Lampu Merah
Suhu udara siang ini terasa panas di kota Kupang. Walaupun baru pukul setengah sepuluh pagi hari. Lalu-lintas di jalan El-tari I. nampak ramai, terlihat deretan kendaraan panjang menunggu antrian traffic light bundaran El-Tari I. Dari keempat penjuru jalan. Hembusan angin siang hari terkadang membawa asap kendaraan bermotor yang melintas membuat pengguna jalan kuhususnya para pedagang kaki lima yang berjualan di sekitar traffic light bundaran tepatnya di depan kantor Gubernur ini, menghirup udara dari sisa pembakaran bahan bakar kendaraan yang melintas dalam keseharian.

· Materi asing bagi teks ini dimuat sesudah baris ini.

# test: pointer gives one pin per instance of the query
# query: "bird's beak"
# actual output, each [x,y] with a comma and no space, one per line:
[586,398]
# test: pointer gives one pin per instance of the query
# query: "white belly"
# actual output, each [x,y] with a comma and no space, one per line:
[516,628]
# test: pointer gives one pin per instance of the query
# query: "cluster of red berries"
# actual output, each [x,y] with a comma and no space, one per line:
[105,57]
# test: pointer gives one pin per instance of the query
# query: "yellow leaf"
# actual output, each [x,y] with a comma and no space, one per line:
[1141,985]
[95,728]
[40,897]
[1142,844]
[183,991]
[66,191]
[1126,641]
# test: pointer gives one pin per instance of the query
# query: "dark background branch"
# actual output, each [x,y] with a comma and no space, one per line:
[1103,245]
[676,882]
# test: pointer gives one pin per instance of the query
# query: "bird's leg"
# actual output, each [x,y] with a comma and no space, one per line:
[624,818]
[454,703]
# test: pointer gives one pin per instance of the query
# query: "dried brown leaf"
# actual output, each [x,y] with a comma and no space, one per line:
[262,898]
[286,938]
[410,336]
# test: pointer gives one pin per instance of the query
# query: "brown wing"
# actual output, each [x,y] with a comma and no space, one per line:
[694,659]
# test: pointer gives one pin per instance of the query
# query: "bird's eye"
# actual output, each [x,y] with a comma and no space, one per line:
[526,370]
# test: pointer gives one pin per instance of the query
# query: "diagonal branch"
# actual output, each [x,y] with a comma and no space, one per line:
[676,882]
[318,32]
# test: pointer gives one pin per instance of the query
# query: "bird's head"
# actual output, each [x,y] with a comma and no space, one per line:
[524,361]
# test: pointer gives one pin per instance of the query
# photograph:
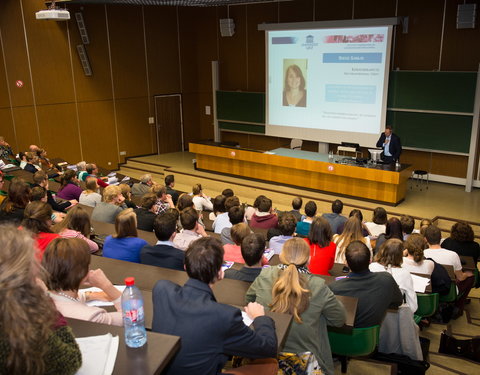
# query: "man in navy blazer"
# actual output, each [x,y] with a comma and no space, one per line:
[390,142]
[164,254]
[209,331]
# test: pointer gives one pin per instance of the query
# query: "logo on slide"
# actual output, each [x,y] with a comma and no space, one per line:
[309,43]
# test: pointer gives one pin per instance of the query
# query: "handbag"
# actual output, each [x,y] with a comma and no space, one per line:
[469,348]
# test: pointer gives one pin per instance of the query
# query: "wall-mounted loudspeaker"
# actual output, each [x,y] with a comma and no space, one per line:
[227,27]
[466,16]
[82,28]
[82,54]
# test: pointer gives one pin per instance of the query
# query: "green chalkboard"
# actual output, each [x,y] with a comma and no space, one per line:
[241,106]
[409,92]
[436,91]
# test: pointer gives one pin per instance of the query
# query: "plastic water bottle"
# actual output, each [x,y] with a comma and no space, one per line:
[133,315]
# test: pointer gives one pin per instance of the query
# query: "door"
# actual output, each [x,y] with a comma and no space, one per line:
[169,123]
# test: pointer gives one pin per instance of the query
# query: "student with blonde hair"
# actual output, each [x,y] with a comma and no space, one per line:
[76,225]
[351,232]
[34,338]
[291,288]
[111,206]
[125,244]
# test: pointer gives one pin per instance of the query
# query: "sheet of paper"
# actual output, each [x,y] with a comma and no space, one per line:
[98,354]
[420,283]
[97,302]
[246,319]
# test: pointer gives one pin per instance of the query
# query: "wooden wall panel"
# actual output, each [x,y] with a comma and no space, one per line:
[296,11]
[99,85]
[233,51]
[127,51]
[7,129]
[26,127]
[419,49]
[49,57]
[374,9]
[133,127]
[97,126]
[16,52]
[162,50]
[59,131]
[461,46]
[257,14]
[333,10]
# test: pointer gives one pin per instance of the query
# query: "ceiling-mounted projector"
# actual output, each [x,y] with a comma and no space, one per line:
[53,14]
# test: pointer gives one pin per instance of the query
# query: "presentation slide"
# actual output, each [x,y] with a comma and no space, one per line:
[328,85]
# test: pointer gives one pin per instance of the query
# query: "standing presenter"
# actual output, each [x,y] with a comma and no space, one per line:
[390,142]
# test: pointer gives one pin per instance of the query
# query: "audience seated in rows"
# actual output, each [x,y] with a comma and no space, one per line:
[13,206]
[286,225]
[92,171]
[351,232]
[69,188]
[67,262]
[233,253]
[236,215]
[35,337]
[211,331]
[378,224]
[125,244]
[126,192]
[164,201]
[414,260]
[464,280]
[146,212]
[335,218]
[111,206]
[303,227]
[297,203]
[40,178]
[461,241]
[201,201]
[322,249]
[389,259]
[291,288]
[252,248]
[37,218]
[142,187]
[264,216]
[376,291]
[393,229]
[90,196]
[192,229]
[408,225]
[76,224]
[170,184]
[222,220]
[164,253]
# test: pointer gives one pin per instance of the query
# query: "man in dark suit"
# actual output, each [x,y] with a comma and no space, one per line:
[209,331]
[390,142]
[164,254]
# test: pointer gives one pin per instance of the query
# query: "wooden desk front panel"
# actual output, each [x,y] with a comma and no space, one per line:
[374,184]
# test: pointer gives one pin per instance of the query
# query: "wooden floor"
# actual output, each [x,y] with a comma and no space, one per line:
[438,200]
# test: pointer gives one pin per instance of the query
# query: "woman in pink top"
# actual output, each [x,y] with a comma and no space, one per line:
[233,253]
[77,225]
[67,262]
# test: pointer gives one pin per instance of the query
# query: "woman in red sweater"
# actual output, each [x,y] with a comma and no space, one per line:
[322,249]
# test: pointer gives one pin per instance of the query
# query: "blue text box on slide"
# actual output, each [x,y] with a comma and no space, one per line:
[364,94]
[353,58]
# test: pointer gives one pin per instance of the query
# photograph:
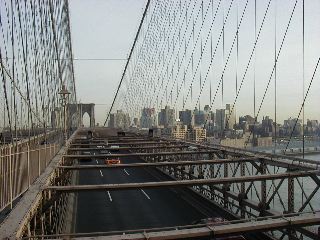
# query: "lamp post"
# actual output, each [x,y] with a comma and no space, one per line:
[64,93]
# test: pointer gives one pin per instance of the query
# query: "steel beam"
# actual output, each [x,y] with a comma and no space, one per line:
[128,148]
[157,164]
[181,183]
[126,143]
[140,154]
[231,228]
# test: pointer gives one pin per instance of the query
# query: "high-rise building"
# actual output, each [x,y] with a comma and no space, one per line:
[225,119]
[199,117]
[179,131]
[119,120]
[166,117]
[197,134]
[148,118]
[186,117]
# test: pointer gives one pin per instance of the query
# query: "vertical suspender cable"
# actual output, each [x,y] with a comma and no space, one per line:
[275,75]
[303,76]
[130,54]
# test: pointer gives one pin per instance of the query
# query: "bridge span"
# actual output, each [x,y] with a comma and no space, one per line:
[166,189]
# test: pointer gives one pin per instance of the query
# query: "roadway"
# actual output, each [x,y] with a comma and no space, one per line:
[132,209]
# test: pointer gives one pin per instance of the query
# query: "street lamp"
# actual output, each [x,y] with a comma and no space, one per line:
[64,93]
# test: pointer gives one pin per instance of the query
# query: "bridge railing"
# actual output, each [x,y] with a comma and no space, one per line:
[22,163]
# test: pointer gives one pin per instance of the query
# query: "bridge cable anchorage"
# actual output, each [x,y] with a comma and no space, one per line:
[30,121]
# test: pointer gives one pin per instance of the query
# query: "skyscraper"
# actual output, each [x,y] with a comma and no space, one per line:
[166,117]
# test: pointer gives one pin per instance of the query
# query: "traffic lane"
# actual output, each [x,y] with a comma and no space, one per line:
[145,208]
[133,209]
[91,206]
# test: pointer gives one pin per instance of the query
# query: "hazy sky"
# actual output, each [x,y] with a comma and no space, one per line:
[106,29]
[102,29]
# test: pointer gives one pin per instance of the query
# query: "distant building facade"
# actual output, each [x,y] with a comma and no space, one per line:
[166,117]
[119,120]
[148,118]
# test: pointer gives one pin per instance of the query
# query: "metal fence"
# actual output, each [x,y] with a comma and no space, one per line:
[22,163]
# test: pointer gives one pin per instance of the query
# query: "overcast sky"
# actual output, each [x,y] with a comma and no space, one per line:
[106,29]
[102,29]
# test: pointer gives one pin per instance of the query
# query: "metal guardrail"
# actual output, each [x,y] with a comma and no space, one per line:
[22,164]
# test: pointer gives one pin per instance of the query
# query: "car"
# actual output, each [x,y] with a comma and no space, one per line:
[192,148]
[114,148]
[112,161]
[86,159]
[215,221]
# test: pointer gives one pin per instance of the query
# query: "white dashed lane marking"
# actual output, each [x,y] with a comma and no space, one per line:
[126,172]
[147,196]
[110,198]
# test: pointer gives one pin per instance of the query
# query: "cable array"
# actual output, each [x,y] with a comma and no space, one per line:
[35,62]
[188,55]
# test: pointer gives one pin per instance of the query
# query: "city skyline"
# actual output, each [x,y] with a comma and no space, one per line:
[108,73]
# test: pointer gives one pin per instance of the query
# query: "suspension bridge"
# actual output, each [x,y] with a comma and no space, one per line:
[161,167]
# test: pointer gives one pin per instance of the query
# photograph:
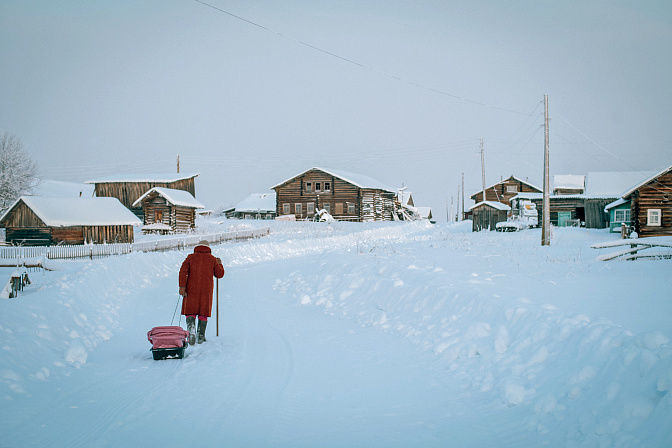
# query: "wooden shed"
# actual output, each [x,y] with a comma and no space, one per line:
[486,215]
[504,190]
[651,205]
[129,187]
[40,221]
[345,196]
[175,209]
[255,206]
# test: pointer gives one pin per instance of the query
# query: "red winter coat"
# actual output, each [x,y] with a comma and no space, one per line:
[196,275]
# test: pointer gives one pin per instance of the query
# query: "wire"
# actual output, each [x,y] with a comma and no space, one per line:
[359,64]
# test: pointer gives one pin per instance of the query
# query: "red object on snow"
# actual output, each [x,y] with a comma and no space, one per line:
[168,341]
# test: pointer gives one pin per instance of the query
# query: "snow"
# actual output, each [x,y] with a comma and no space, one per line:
[358,180]
[569,181]
[157,177]
[257,202]
[493,204]
[175,197]
[63,212]
[349,334]
[613,184]
[61,189]
[627,194]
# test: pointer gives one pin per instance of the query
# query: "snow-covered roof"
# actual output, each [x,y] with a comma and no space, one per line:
[493,204]
[161,177]
[65,212]
[613,184]
[425,212]
[61,189]
[175,197]
[646,181]
[616,203]
[257,202]
[569,181]
[358,180]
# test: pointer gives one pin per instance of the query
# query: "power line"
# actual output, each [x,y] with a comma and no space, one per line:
[359,64]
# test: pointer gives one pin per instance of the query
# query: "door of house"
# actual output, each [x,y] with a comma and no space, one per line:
[563,217]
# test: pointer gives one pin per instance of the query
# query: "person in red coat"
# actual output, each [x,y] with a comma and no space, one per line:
[196,285]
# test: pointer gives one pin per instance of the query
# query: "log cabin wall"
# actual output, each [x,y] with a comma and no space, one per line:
[486,218]
[656,195]
[129,192]
[180,219]
[22,226]
[504,191]
[306,194]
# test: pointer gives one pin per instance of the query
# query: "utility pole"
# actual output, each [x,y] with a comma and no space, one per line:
[483,168]
[546,213]
[462,219]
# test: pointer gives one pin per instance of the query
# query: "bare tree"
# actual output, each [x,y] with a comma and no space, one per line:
[18,172]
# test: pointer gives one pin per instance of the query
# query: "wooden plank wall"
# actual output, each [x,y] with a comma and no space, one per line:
[180,219]
[498,192]
[655,195]
[129,192]
[486,218]
[295,192]
[23,216]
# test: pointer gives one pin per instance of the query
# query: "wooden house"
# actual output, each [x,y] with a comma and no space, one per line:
[168,210]
[129,187]
[255,206]
[590,208]
[40,221]
[486,215]
[567,184]
[346,196]
[504,190]
[619,214]
[651,205]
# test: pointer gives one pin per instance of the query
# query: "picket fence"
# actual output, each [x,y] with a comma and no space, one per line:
[105,250]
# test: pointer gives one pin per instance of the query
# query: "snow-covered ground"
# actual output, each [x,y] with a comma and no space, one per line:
[345,334]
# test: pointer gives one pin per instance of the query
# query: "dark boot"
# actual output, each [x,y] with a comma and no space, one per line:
[191,328]
[201,330]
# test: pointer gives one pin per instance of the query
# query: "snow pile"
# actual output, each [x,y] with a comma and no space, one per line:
[335,334]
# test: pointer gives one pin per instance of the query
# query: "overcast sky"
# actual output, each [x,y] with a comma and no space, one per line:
[251,93]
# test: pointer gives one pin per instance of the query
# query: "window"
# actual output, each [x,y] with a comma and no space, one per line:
[622,216]
[653,217]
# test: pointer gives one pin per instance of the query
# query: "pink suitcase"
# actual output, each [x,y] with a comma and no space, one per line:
[168,342]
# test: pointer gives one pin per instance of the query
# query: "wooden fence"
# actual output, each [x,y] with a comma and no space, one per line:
[104,250]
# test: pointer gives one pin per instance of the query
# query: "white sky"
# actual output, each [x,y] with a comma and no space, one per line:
[401,91]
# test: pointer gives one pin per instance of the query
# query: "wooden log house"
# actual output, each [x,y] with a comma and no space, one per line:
[651,205]
[486,215]
[345,196]
[129,187]
[174,209]
[504,190]
[40,221]
[255,206]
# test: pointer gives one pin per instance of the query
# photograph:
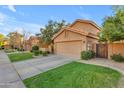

Ditengah hiruk-pikuk kendaraan yang melintas tampak tiga orang anak kecil yang berjalan mondar-mandir mendekati setiap kendaraan yang berhenti dengan sabar, sebelah tangan menggendong lipatan koran dan sebelahya lagi menggenggam sambil melambaikan Koran kepada setiap pengendaran yang melintas. Terkadang, tanpa menghiraukan keselamatan diri mereka dari bahaya kecelakaan lalulintas. Kelihatannya nyali mereka sudah teruji atau mungkin karena mereka terbiasa bergelut dalam hiruk-pikuknya kendaraan yang melintas.… Pemandangan ini adalah bagian dari aktivitas keseharian anak-anak penjual Koran di jalan El-Tari I. Sebenanya anak-anak seusia mereka pada jam seperti ini seharusnya berberada dalam ruangan kelas menerima pelajaran yang diberikan oleh guru, seperti halnya anak-anak seusia mereka lainnya. Pemandangan yang tidak wajar ini merupakan potret realita masyarakat miskin kota yang secara manusiawi seharusnya tidak boleh terjadi namun, dianggap sebuh fenomena yang biasa-biasa saja bagi yang menyaksikannya baik masyarakat biasa maupun para pemangku kebijakan sekali pun setiap saat melitas, dan menyaksikan reality show yang di lakonkan anak-anak, generasi penerus yang masa depanya tergadaikan atas himpitan ekonomi ini. Tanpa terbesit sedikit pun rasa iba dan prihatin….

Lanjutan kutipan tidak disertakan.